Mattson and other Islamic Society leaders forged new partnerships with major national Jewish and Christian organizations. And her prominence in interfaith circles landed her a role with other faith leaders in the inaugural festivities of President Barack Obama.

Yet the achievements of Mattson’s tenure as the organization’s president, which comes to an end this weekend, have been tempered somewhat by the realities of life right now for American Muslims -- many of whom feel less secure than at any time since shortly after the 9/11 terrorist attacks.

During the recently completed Muslim holy month of Ramadan, loud objections were raised to a plan to build an Islamic center in New York City because it was within a few blocks of Ground Zero. A Florida pastor threatened to burn Islam’s holy book. And Newt Gingrich, the former House speaker and a potential presidential candidate, made an analogy between the New York mosque planners and Nazis who would plant their insignia near a Holocaust museum.
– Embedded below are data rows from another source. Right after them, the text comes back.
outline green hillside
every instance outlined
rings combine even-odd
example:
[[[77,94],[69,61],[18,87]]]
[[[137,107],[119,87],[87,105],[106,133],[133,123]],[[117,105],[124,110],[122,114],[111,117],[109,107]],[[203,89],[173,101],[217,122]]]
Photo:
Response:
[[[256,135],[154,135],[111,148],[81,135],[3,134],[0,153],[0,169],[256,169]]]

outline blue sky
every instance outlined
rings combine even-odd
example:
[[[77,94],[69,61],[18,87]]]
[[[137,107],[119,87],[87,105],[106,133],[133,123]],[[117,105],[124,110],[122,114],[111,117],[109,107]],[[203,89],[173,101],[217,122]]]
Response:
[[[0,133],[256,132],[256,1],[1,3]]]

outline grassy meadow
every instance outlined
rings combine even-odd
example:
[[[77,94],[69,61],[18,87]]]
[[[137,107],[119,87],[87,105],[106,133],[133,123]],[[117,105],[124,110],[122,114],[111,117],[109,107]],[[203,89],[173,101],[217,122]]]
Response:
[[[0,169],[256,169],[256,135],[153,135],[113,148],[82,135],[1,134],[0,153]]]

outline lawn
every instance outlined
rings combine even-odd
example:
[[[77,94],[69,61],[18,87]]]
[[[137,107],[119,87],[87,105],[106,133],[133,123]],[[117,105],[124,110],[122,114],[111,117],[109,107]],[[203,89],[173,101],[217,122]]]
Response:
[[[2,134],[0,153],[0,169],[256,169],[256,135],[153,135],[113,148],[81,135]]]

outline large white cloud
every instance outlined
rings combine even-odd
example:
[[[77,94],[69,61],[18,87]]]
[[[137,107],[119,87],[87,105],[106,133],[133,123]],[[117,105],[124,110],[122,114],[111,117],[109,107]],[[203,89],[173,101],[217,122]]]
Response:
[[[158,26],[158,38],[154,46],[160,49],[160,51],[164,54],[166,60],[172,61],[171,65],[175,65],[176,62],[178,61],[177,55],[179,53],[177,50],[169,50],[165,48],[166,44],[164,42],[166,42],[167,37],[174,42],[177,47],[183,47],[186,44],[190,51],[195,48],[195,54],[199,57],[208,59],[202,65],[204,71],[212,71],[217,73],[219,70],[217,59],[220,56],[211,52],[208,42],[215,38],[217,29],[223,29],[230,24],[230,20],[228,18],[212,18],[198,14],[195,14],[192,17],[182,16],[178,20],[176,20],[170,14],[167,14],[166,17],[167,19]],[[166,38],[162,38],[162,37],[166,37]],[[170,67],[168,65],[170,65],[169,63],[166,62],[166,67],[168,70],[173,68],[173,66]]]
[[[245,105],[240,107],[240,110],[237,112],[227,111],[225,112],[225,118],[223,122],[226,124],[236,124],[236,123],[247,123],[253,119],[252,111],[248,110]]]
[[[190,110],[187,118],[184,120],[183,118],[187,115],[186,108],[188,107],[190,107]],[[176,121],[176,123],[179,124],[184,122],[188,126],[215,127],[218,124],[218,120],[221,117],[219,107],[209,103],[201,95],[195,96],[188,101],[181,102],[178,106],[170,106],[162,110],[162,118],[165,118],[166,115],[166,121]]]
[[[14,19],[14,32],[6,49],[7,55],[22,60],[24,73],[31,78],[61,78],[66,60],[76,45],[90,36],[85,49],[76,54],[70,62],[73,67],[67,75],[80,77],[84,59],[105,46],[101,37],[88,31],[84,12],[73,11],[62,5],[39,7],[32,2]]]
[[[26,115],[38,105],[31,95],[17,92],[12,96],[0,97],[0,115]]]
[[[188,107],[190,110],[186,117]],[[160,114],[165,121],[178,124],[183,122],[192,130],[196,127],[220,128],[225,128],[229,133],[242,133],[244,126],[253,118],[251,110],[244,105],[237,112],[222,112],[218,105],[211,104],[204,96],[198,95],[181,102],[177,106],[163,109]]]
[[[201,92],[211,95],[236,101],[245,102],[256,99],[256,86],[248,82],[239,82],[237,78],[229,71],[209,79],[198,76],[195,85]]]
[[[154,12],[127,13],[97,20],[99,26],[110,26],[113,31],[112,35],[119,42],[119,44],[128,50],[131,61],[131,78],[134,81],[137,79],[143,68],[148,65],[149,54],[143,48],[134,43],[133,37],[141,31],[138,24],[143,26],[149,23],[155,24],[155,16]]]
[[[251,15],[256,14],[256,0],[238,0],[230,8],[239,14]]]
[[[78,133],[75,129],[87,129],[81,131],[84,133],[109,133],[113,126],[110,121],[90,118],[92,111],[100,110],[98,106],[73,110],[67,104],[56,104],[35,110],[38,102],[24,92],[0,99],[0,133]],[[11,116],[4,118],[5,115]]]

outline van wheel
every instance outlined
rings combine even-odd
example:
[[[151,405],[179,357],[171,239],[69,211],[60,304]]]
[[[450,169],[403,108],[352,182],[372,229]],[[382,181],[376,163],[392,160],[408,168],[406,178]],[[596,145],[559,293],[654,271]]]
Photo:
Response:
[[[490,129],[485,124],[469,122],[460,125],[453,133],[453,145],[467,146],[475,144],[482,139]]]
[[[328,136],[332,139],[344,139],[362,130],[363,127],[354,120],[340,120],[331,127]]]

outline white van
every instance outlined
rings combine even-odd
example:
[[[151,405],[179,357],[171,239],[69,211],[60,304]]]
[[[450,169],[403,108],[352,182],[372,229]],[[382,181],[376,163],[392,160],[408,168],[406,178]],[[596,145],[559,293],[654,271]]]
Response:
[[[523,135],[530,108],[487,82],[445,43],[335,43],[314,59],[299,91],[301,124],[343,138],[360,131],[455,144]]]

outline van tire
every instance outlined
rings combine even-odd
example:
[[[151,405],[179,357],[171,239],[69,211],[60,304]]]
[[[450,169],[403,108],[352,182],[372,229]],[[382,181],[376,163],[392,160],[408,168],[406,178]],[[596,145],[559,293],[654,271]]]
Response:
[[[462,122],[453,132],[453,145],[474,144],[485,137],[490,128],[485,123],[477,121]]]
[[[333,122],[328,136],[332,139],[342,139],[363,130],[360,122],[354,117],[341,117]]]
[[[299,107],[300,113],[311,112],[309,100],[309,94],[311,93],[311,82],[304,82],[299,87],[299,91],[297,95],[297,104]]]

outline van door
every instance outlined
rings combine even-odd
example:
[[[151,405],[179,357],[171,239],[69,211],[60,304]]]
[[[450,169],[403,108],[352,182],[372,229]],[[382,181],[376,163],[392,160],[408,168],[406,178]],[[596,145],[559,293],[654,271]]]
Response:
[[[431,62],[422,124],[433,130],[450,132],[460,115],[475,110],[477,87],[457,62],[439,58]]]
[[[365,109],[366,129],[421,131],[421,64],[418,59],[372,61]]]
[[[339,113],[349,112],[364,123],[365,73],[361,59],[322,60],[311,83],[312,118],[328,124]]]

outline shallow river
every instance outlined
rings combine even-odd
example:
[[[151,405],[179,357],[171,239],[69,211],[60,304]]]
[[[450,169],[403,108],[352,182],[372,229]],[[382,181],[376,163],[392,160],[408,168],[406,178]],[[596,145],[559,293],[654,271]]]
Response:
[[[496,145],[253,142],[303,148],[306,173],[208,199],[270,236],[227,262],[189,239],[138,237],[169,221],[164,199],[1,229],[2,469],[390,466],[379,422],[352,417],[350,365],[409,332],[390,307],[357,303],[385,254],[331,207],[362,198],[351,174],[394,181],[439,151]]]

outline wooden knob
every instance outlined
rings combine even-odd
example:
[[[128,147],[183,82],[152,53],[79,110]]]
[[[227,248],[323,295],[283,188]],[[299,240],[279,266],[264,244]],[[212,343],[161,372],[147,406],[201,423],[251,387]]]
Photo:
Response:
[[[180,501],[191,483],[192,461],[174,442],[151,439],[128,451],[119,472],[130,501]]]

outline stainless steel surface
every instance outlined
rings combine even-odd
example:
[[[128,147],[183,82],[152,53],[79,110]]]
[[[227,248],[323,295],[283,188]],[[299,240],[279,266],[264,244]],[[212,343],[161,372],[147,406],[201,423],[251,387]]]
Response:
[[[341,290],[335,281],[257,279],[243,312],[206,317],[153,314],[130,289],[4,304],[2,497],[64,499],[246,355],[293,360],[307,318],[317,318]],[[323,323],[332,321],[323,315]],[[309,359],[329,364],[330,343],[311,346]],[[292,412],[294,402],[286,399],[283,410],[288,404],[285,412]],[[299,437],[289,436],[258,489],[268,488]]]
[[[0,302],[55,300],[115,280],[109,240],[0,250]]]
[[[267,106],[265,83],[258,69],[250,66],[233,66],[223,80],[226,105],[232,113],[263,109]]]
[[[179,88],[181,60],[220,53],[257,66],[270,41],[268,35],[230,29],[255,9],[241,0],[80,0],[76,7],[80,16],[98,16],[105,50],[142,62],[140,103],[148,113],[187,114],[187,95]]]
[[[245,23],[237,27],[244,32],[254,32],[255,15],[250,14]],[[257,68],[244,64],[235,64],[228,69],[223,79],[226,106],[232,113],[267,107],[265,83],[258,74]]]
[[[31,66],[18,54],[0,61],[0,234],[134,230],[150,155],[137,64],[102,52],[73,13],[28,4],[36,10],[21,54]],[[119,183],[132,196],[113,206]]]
“There were a few days during that month,” Mattson said, “where I felt that I am coming to the end of nine years of constant service (including five as the society’s vice president) and, ‘This is where we are now?’ ”

Mattson has said her tenure as president has been, in many ways, one crisis after another -- from responding to a new wave of anti-Muslim commentary to responding to attacks by Muslim extremists, such as her denunciation of the murder of Christian civilian aid workers by Taliban fighters in Afghanistan as against the “foundation of Islam.”

“I think the biggest challenge,” she said, “was not to simply be reactionary.”

Mattson, 47, is leaving as president because of the society’s two-term limit, but she will remain on its executive council. Her successor hasn’t officially been named. The current vice president, All Dulles Area Muslim Society imam Mohamed Magid, was the only nominee on a presidential ballot that also had room for write-ins. His confirmation as the new president was expected today.